An encantado enchantress fuels her narcissism by always having several human thralls on hand.  Many of these she sends back to their home villages bearing her squalling young.  (She has no patience for children.)  If these children grow up to exhibit half-fey or undine traits, the encantado reappears on their fifteenth birthday to claim them as her “heirs” (more accurately, her slaves).  Those who acquiesce become her agents on land.  Those who resist she baleful polymorphs into dolphins, using a wand she stole from a hag decades ago.

During a masked ball, a dashing young woman dares an adventurer to best her in swashbuckling.  During the duel, he accidentally knocks off her hat and wig, revealing a gaping blowhole.  Aghast, the young woman then tries to kill the adventurer to protect her secret.

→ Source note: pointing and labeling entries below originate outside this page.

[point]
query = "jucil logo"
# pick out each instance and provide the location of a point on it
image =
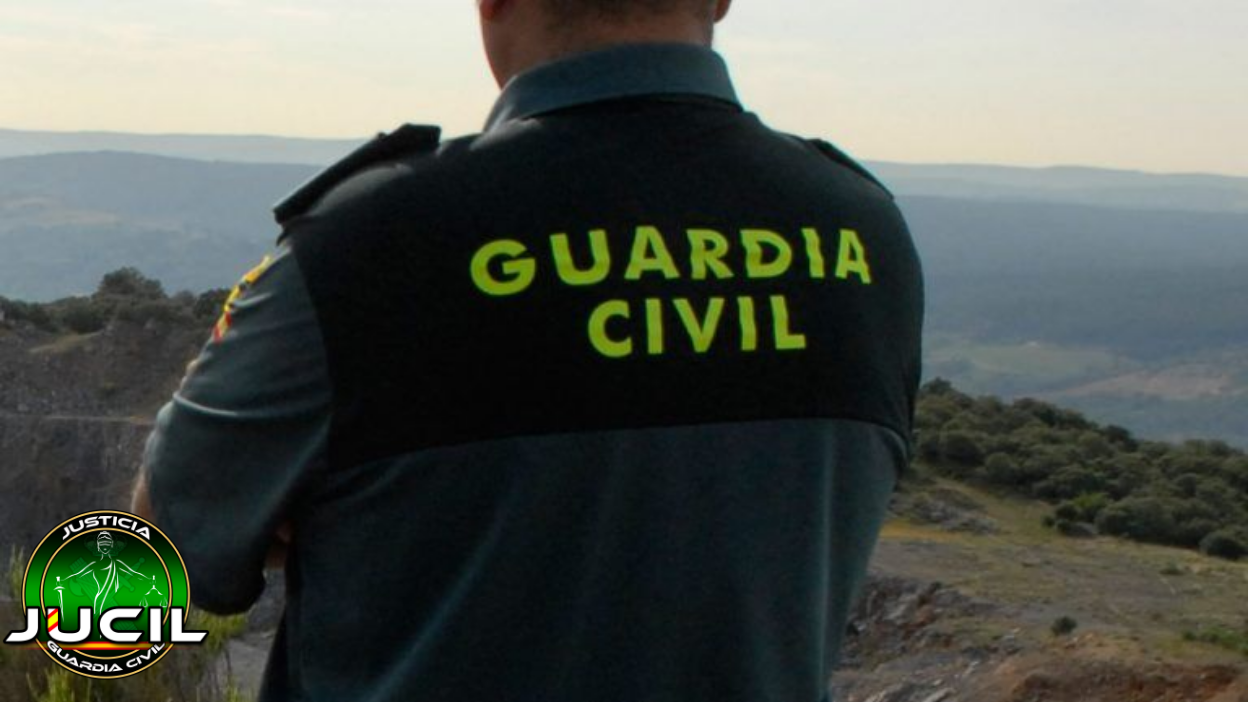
(106, 596)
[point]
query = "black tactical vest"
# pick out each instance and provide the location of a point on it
(630, 264)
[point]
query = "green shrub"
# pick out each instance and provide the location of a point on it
(1063, 626)
(1143, 519)
(961, 449)
(80, 315)
(1231, 543)
(130, 282)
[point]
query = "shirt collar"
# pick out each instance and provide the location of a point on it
(620, 71)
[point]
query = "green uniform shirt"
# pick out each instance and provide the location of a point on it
(487, 502)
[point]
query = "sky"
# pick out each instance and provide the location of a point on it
(1157, 85)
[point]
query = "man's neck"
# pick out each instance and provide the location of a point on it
(564, 44)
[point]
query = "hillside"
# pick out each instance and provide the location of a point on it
(1045, 282)
(255, 149)
(967, 582)
(65, 220)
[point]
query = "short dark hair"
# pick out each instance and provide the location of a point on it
(622, 9)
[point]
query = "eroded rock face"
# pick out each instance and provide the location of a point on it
(53, 469)
(75, 412)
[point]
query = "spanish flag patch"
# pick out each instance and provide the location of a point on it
(226, 320)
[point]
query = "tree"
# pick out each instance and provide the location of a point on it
(1143, 519)
(130, 282)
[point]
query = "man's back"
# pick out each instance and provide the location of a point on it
(604, 404)
(624, 369)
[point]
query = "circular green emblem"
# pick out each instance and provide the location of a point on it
(111, 595)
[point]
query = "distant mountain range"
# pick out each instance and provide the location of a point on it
(237, 149)
(1101, 187)
(1121, 294)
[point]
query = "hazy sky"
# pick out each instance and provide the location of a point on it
(1142, 84)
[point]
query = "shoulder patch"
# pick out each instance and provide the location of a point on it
(248, 280)
(403, 141)
(845, 160)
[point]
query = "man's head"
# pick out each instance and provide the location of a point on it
(522, 34)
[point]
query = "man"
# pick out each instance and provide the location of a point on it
(603, 404)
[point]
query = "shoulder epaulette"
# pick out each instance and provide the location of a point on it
(403, 141)
(845, 160)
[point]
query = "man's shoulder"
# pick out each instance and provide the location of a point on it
(844, 160)
(378, 161)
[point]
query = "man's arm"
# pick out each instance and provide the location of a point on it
(235, 450)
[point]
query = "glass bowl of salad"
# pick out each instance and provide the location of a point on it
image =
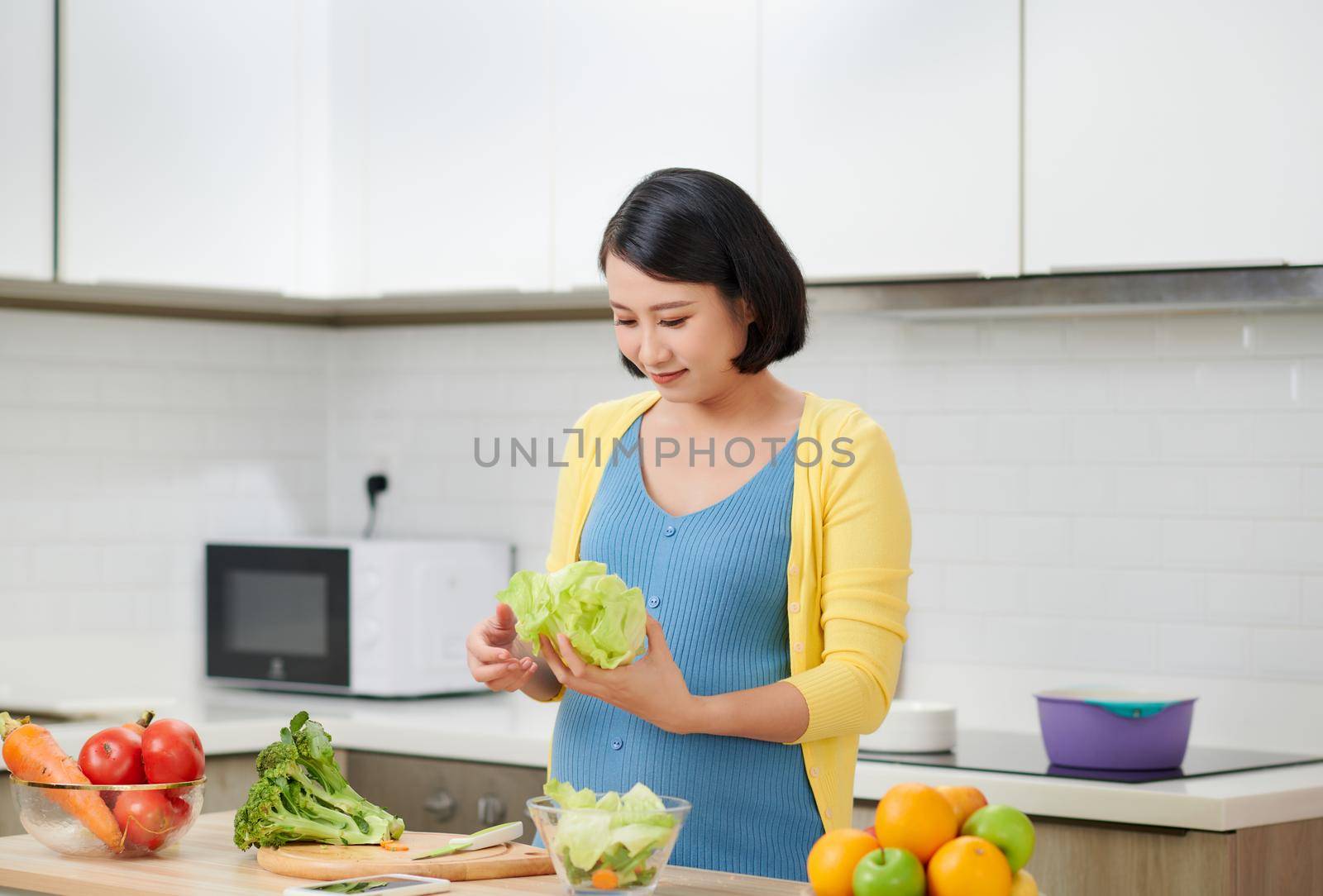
(608, 842)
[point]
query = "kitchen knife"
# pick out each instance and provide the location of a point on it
(478, 840)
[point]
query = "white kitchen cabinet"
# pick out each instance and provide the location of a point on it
(890, 135)
(182, 143)
(641, 86)
(26, 138)
(1177, 134)
(456, 145)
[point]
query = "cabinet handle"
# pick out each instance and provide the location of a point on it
(491, 810)
(441, 805)
(1166, 266)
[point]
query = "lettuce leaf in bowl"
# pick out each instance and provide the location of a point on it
(615, 832)
(602, 616)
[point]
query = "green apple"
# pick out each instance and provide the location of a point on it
(1005, 827)
(890, 873)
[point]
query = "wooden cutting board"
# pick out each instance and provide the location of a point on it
(326, 862)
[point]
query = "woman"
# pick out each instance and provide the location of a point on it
(774, 571)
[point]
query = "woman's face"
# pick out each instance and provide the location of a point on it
(666, 328)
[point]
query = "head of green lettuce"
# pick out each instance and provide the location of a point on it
(604, 617)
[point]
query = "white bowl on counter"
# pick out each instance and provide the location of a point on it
(913, 727)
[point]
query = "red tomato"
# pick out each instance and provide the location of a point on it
(172, 752)
(145, 816)
(112, 756)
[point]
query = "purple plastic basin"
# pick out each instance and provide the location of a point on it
(1105, 734)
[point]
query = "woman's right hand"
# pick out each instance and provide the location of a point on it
(491, 653)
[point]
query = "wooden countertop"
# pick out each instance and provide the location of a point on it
(207, 862)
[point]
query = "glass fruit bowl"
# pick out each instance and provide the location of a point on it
(615, 870)
(103, 820)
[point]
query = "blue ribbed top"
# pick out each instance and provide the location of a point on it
(716, 580)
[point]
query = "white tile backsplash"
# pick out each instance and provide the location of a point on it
(1130, 500)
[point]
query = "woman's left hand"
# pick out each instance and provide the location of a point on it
(652, 688)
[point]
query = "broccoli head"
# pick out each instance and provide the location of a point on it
(301, 794)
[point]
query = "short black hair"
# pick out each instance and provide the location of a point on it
(685, 225)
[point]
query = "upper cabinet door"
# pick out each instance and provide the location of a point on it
(891, 135)
(458, 134)
(180, 143)
(26, 138)
(1173, 134)
(641, 86)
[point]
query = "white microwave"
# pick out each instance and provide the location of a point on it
(367, 617)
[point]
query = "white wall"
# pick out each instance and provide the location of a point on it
(1126, 500)
(123, 445)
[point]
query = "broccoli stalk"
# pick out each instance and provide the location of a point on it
(303, 796)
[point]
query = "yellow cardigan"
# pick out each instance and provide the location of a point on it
(846, 576)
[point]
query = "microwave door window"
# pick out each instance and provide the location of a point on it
(277, 613)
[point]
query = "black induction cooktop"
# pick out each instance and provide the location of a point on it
(1020, 754)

Along the Uke River, brides fleeing abusive husbands will sometimes hurl themselves into the falls, hoping to be transformed into encantados.  After a baron loses his daughter to the falls, he hires adventures to bring her back, whether she is a fey or a corpse.  (The marriage contract included a heavy penalty should the bride renege that he has no intention of paying, abuse or no—even a raise dead spell would be cheaper.)  Along the way, the adventurers will have to brave the falls, kappa pranksters, bloodthirsty merrow, and the liberated encantados themselves.  Worse yet, not every bride who throws herself into the falls is transformed…and many of the luckless suicides return as undead.

Pathfinder Bestiary 5 110

I pretty much picture every encantado trying to hide her blowhole as Amy Winehouse.

I like the encantado now, but it took me a while to get over the angry twitch I get whenever I see whale-fey.  There’s a reason for this: As I’ve mentioned before, 3.0’s Monster Manual absolutely gutted the fey roster.  (And, if I recall correctly, its authors went on to diss and dismiss the excised faeries in the pages of Dragon, rubbing salt in the wound.)  And when Monster Manual II came out, what kind of fey did we get?  (Drum roll, please!)

…A 20-foot-tall orca-giant called an ocean strider.

I may or may not have screamed and thrown the book across the room.  You decide.

Speaking of which, I question the rationale of making Pathfinder’s selkies monstrous humanoids while encantados are fey…but to be fair, Pathfinder’s selkies are pretty damn monstrous compared to anything we saw in The Secret of Roan Inish.